Our introduction to Oregon had been good and only got better. We were staying in a nice town of brick buildings surrounded by vineyards and orchards. The next day we pottered about with Shrimpin' as he made the rounds and said hello to the neighborhood. He took us for lunch (a salad bar, with real vegetables) and to our first ever Dutch Bros. The highlight was discovering Winco, a 24hr hiker resupply paradise, complete with bulk food section selling things like dehydrated milk powder by weight. The options in California had been terrible in comparison, invariably shit or expensive and more often both. Winco on the other hand had it all, and, as we were also to discover, zero sales tax. Yes, Oregon was shaping up nicely.

We got back on trail the next day at Callahan's Lodge with some trepidation. At Shrimpin's mum's place the evening before, as we sat enjoying the last moments of peace before heading back out into the wild, the sky had taken on a dusty orange hue and the night air tasted resinous. Wind had blown smoke from elsewhere into the state into the town, and though it didn't pose any immediate risk it was sobering. It was difficult not to question our decision to skip ahead of the fires in NorCal, only to come to Oregon, a state that is itself famous for going up in flames every year.

More than the fire though, it was sad to think of everyone we had ever known on trail being left behind in California. For months we had hiked around a sea of familiar faces, many of whom we weren't certain we would ever see again. To make matters worse, those who we were going to meet would be a new cohort; either those who started at the same time as us and hiked faster, or those who had started earlier. The more advanced shapeshifting T-1000s to our Schwarzenegger-shaped T-800 hiking machines, and therefore they were bound to think of us as frauds. Thankfully this was proven wrong about twenty minutes into the day by the first person we met, Rat King, who cheerfully told us that he had just skipped up around fires too and that everyone was doing it. That evening we camped around a group of half a dozen others, many of whom had skipped from somewhere or other.

While the people we met were all similar but different, then the trail was incomparable. Gone were the dry exposed ridges. Oregon is a woodland state, comparatively flat, and with endless trees hanging with thick skeins of lichen and moss. Water sources were less reliable than ever, and when we did find them they were warm or discoloured, and everywhere there was the suggestion of volcanic geology. It was not long before we came across our first lava fields, beautiful to look at but painful underfoot, and always on the horizon some kind of enormous conical mountain just waiting for the right time to blow. Also present in Oregon for the first time were ripe berries, particularly the small purple huckleberries with their strange musky taste.

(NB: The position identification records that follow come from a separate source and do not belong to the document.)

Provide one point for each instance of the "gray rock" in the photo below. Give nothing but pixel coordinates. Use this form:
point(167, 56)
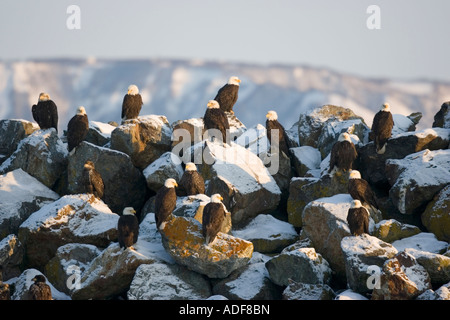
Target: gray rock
point(301, 265)
point(144, 139)
point(125, 185)
point(161, 281)
point(20, 196)
point(364, 257)
point(42, 155)
point(417, 178)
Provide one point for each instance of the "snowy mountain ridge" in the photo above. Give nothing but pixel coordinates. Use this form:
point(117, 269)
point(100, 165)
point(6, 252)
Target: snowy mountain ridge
point(180, 89)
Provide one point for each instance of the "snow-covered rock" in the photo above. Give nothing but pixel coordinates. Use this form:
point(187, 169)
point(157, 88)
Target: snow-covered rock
point(417, 178)
point(436, 217)
point(301, 265)
point(42, 154)
point(11, 256)
point(392, 230)
point(144, 139)
point(161, 281)
point(68, 264)
point(325, 224)
point(183, 239)
point(364, 255)
point(236, 285)
point(24, 281)
point(125, 185)
point(304, 190)
point(71, 219)
point(268, 234)
point(241, 178)
point(402, 278)
point(307, 291)
point(423, 241)
point(166, 166)
point(372, 165)
point(20, 196)
point(11, 133)
point(437, 265)
point(304, 159)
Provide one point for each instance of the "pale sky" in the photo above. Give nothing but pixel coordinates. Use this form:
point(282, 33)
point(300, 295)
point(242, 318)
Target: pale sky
point(413, 42)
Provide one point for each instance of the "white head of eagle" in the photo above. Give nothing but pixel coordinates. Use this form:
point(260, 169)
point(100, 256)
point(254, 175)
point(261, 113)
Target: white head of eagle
point(81, 111)
point(129, 211)
point(213, 104)
point(344, 137)
point(44, 96)
point(386, 107)
point(234, 80)
point(272, 115)
point(216, 198)
point(170, 183)
point(355, 174)
point(190, 166)
point(133, 90)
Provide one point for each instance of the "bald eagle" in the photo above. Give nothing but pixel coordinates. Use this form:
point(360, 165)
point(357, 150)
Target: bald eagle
point(343, 153)
point(77, 128)
point(92, 180)
point(127, 228)
point(132, 103)
point(192, 182)
point(165, 202)
point(228, 94)
point(382, 125)
point(213, 216)
point(360, 189)
point(273, 124)
point(216, 119)
point(39, 290)
point(358, 218)
point(45, 112)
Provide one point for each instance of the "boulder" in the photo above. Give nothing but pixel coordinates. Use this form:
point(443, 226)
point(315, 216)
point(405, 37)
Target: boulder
point(304, 190)
point(436, 217)
point(417, 178)
point(442, 117)
point(364, 257)
point(322, 126)
point(423, 241)
point(372, 165)
point(42, 155)
point(183, 239)
point(392, 230)
point(144, 139)
point(437, 265)
point(325, 224)
point(302, 265)
point(24, 281)
point(241, 178)
point(99, 133)
point(11, 257)
point(11, 133)
point(125, 185)
point(166, 166)
point(110, 273)
point(268, 234)
point(402, 278)
point(304, 159)
point(64, 270)
point(236, 285)
point(20, 196)
point(162, 281)
point(307, 291)
point(443, 293)
point(71, 219)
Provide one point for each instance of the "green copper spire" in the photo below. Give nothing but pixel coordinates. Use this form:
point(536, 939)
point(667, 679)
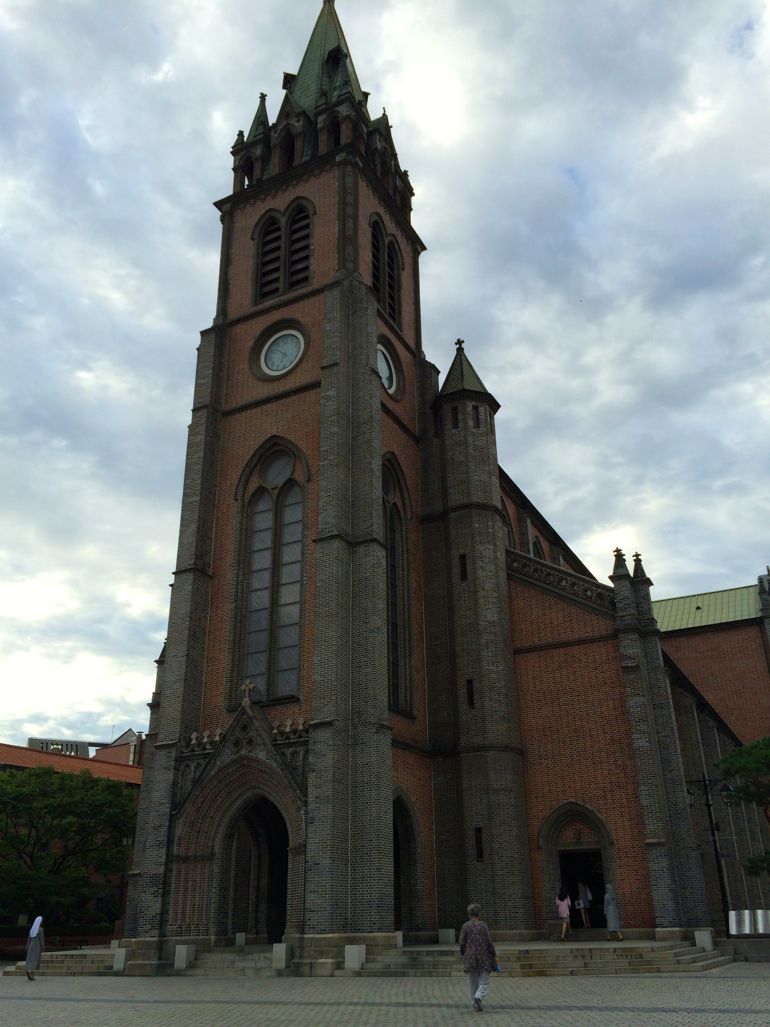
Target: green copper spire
point(326, 70)
point(462, 375)
point(261, 124)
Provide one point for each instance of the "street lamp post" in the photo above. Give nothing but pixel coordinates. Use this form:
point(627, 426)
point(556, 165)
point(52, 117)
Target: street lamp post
point(706, 784)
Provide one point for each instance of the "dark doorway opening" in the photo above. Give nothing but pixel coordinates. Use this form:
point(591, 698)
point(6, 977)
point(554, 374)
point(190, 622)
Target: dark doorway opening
point(584, 865)
point(405, 869)
point(259, 872)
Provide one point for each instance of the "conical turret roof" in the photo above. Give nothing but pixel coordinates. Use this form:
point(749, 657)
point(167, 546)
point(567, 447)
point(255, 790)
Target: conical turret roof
point(462, 376)
point(326, 70)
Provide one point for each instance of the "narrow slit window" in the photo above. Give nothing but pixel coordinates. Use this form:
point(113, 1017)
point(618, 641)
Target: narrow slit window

We made the 100 or so miles to Crater Lake in good time. For the first time in a while it felt like there was room to breathe a little; the miles were less tiresome and the elevation less extreme. The afternoons were still hot, but usually shaded, and we had time for a couple of side quests; one to bag the Devil's Peak, and another to hitch into the Fish Lake resort for burgers (weird tension with the staff there, mid food, 10/10 root beer floats). This was also the first time I had managed to get my resupply dead on, arriving in town having just finished my last energy bar. The final miles themselves were appallingly bleak, having burned intensely a few years ago, and with subsequent storms blowing down many of the dead or dying trees near the path. Picking a way through was exhausting, and without the shade of the canopy it was a hot and dusty business. But make it we did, and to our pleasant surprise we were met at Mazama Village by Shrimpin's folks again who brought us lunch and took us up to the rim of Crater Lake to get the best view of the incredible volcanic crater for which the National Park got its name.